P63/mmc structure

[boris runakov]

Hello Everyone !
I am trying to construct Tb₂CuIn_{3  .}

The parameters that I have are : a = b= 4.7028 , c = 7.3790 .
Positions for Tb : 1(a) , x: 0 , y:0 , z: 0.250
Cu : 2(d) , x:0.333 , y : 0.667 , z:0.02960
In : 2(d) , x:0,333 , y: 0.667, z :0.4560

Can anyone tell me how I can visualize stis structure? What are the structure parameters for the atoms that I have to enter?
Thank you in advance

[Philip Howie]

Dear Boris,

Tb2CuIn3 is based on the CaIn2 structure, with Tb occupying the Ca sites and Cu and In disordered across the In sites.  In the space group P63/mmc, the positions x,y,z and x,y,(1/2-z) are equivalent.  Therefore, you'll see that the Cu and In positions you've listed are very nearly identical.
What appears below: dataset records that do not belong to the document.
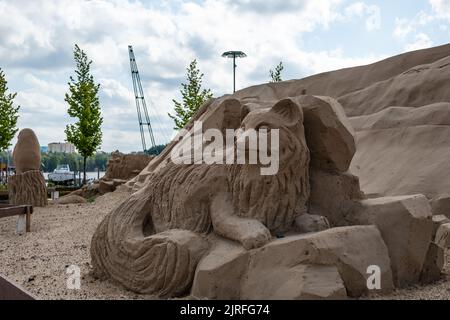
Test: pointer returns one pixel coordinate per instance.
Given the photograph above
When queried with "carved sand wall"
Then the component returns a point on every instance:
(27, 186)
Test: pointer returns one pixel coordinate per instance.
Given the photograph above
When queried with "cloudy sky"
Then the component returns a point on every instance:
(309, 36)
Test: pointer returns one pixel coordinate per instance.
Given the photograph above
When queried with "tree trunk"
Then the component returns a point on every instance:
(84, 170)
(28, 188)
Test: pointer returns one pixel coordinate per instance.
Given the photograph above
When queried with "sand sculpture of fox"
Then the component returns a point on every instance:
(153, 241)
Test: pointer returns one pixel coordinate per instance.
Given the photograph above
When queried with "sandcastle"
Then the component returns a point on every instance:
(226, 232)
(27, 186)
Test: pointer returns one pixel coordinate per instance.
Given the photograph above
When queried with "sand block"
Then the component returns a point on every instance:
(438, 221)
(329, 134)
(28, 188)
(440, 205)
(311, 223)
(406, 226)
(105, 186)
(21, 224)
(219, 273)
(27, 152)
(434, 263)
(304, 282)
(350, 249)
(71, 198)
(443, 236)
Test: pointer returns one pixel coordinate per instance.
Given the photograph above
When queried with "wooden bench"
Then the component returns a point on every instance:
(24, 212)
(10, 291)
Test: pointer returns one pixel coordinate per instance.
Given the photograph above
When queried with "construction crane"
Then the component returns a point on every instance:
(141, 106)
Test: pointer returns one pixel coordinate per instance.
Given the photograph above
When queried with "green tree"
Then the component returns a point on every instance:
(84, 105)
(8, 114)
(276, 75)
(193, 97)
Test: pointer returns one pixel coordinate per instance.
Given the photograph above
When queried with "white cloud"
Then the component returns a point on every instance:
(421, 41)
(403, 27)
(372, 13)
(441, 8)
(37, 38)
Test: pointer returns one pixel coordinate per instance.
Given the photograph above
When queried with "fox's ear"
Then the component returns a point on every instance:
(289, 112)
(245, 110)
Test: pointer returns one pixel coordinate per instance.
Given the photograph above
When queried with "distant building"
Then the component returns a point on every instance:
(66, 147)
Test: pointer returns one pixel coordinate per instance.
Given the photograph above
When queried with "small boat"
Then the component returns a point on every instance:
(62, 173)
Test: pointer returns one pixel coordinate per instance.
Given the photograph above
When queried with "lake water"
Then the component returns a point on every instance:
(89, 175)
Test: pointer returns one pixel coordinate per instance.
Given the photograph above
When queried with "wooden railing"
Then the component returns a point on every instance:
(24, 212)
(11, 291)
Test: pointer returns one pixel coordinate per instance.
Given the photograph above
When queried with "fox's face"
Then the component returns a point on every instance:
(282, 126)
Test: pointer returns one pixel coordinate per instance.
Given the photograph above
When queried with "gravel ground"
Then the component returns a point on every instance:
(61, 237)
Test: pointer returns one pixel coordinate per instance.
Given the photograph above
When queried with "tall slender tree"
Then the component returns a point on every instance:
(275, 75)
(193, 96)
(8, 114)
(84, 105)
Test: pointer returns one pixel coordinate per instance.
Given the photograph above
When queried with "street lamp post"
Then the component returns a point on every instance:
(234, 55)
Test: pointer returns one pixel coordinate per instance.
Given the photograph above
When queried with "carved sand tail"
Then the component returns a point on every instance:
(162, 263)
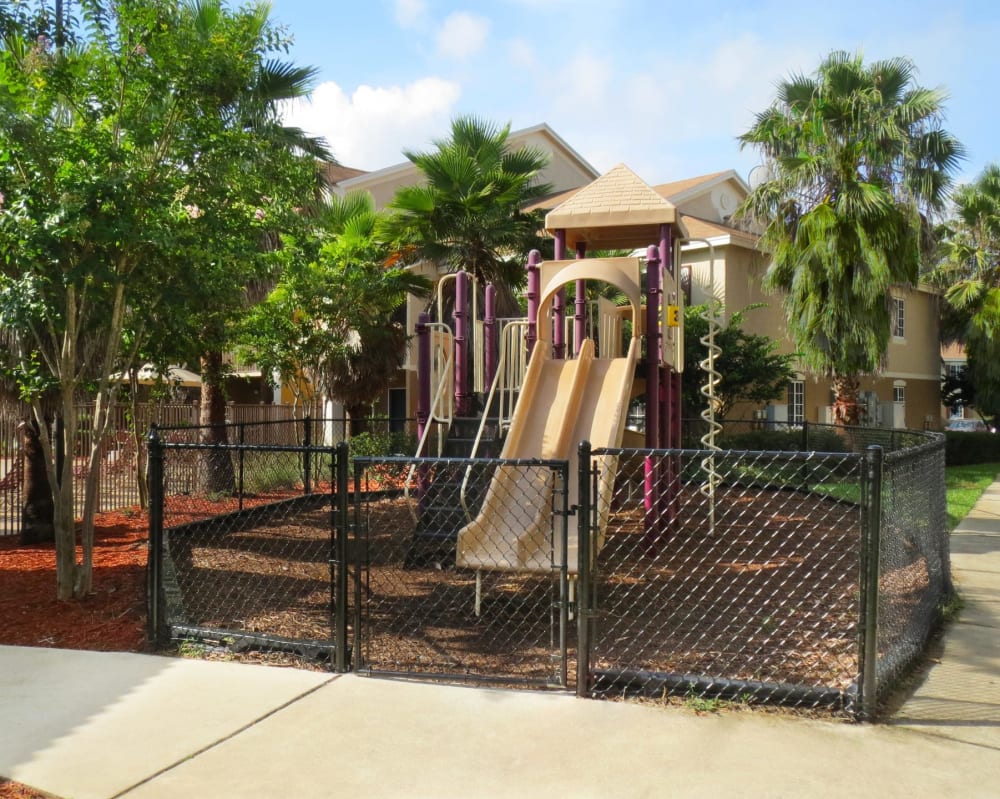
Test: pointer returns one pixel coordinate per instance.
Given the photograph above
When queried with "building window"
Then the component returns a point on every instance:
(898, 317)
(796, 402)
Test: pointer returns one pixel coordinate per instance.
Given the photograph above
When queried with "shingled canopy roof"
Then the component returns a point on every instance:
(618, 210)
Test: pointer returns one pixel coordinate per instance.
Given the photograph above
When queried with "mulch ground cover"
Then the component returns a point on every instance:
(111, 618)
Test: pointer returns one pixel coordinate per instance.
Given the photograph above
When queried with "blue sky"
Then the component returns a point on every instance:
(662, 86)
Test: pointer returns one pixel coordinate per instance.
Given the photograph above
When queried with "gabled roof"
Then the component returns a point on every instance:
(704, 229)
(679, 190)
(616, 210)
(335, 173)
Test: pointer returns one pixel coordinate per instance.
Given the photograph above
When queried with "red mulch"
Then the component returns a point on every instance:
(112, 618)
(15, 790)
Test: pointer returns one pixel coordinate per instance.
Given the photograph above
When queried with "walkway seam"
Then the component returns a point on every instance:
(226, 738)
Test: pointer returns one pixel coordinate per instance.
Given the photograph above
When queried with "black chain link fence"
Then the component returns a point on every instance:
(914, 557)
(728, 575)
(805, 578)
(457, 571)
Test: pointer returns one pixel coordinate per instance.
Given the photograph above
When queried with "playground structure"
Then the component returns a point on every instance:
(573, 377)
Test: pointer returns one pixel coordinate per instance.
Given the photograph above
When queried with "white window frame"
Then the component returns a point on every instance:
(898, 318)
(796, 401)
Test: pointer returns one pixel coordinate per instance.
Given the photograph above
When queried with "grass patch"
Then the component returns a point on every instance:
(964, 485)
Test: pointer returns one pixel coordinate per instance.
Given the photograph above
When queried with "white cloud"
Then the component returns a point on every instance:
(462, 35)
(583, 82)
(369, 128)
(521, 53)
(410, 13)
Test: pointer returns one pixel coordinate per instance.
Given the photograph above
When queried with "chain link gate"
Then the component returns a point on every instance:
(457, 569)
(245, 547)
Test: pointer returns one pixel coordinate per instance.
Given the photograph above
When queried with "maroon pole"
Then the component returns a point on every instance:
(579, 318)
(534, 288)
(559, 320)
(490, 333)
(423, 374)
(461, 315)
(652, 347)
(651, 471)
(559, 303)
(667, 422)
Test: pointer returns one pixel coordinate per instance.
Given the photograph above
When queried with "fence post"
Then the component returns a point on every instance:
(340, 561)
(359, 553)
(241, 455)
(154, 565)
(583, 610)
(871, 497)
(307, 456)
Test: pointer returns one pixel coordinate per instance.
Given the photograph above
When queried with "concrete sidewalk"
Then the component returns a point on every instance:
(85, 724)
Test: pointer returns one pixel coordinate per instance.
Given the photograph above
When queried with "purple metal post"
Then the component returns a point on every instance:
(461, 315)
(559, 322)
(559, 303)
(423, 374)
(534, 289)
(490, 333)
(666, 411)
(579, 318)
(651, 470)
(652, 347)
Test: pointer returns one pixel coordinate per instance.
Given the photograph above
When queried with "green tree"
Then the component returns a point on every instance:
(331, 317)
(857, 162)
(112, 150)
(750, 367)
(969, 271)
(469, 212)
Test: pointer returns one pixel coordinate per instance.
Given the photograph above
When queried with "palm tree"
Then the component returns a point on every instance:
(366, 345)
(468, 215)
(251, 104)
(970, 273)
(856, 162)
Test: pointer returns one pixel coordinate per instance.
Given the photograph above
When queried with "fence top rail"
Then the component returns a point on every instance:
(549, 463)
(291, 420)
(937, 443)
(197, 445)
(732, 453)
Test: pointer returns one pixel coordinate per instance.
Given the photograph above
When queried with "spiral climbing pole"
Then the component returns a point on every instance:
(712, 378)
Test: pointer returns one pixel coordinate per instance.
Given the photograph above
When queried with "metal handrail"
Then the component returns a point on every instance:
(443, 373)
(508, 343)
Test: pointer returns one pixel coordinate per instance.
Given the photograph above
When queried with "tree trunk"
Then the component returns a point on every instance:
(216, 474)
(359, 417)
(38, 510)
(846, 407)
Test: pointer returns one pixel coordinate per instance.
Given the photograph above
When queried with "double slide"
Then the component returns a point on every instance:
(562, 403)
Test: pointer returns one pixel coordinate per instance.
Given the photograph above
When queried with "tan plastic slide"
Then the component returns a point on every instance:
(561, 404)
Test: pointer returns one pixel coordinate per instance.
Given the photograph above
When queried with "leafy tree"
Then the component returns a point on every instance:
(856, 162)
(125, 160)
(330, 318)
(468, 214)
(969, 270)
(750, 367)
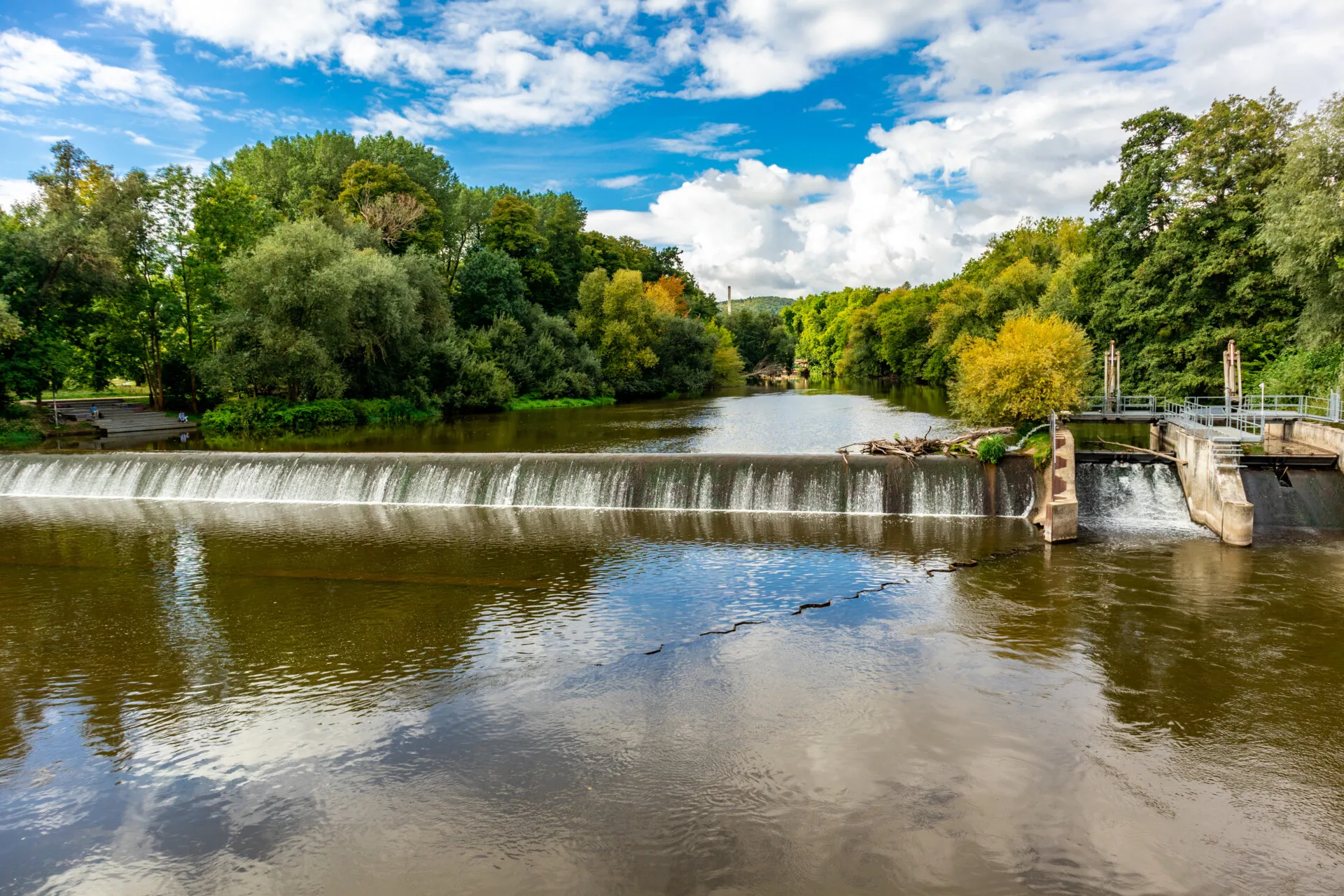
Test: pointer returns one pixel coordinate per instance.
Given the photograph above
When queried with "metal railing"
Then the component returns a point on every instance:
(1212, 421)
(1120, 405)
(1304, 406)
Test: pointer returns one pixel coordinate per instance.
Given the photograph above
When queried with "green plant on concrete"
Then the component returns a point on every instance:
(992, 449)
(277, 415)
(534, 403)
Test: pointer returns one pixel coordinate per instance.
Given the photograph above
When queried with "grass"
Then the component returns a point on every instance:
(22, 425)
(528, 403)
(118, 391)
(1038, 447)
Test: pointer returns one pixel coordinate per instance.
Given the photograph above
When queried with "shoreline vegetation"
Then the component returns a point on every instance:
(323, 281)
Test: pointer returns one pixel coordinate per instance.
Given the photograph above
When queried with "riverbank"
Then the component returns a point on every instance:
(24, 426)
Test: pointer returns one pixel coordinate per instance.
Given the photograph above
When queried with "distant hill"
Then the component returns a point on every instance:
(758, 304)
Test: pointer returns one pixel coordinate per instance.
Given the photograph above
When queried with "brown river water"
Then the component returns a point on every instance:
(269, 697)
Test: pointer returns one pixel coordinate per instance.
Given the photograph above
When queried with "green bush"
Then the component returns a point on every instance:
(277, 415)
(18, 430)
(992, 449)
(323, 414)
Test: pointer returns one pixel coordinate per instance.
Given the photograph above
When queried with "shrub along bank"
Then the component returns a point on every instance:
(277, 415)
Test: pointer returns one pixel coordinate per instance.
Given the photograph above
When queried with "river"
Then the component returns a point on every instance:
(290, 697)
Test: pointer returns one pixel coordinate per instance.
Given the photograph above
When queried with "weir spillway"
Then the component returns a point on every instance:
(739, 482)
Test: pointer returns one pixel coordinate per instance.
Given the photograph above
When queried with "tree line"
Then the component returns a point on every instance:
(331, 267)
(1225, 226)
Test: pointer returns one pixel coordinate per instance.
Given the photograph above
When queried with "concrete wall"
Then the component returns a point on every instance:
(1060, 516)
(1319, 435)
(1215, 498)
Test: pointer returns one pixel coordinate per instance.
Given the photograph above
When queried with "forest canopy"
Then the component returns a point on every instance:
(1227, 226)
(324, 266)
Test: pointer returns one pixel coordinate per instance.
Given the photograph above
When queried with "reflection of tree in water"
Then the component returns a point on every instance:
(1227, 648)
(143, 614)
(148, 613)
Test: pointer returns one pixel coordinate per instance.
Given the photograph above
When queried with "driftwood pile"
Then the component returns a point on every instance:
(764, 372)
(964, 444)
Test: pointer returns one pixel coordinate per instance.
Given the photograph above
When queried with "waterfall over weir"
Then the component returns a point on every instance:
(757, 482)
(1132, 496)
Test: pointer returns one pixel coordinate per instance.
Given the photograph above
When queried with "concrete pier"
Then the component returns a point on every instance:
(1214, 493)
(1317, 435)
(1060, 510)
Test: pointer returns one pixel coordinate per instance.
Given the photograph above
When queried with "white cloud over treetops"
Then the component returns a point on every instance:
(1019, 109)
(41, 71)
(1021, 112)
Create a new structure and in the 'Unit Cell' tab, set its space group to 194 (i.e. P63/mmc) and the a and c lattice parameters to the values you have.  Next, go to the 'Structure Parameters' tab and create atoms at the required locations.  Set the site occupancy ('Occ.') to 0.25 for the Cu atom and 0.75 for the In atom.  The remaining atoms in the unit cell are automatically generated by the symmetry operations of the group P63/mmc.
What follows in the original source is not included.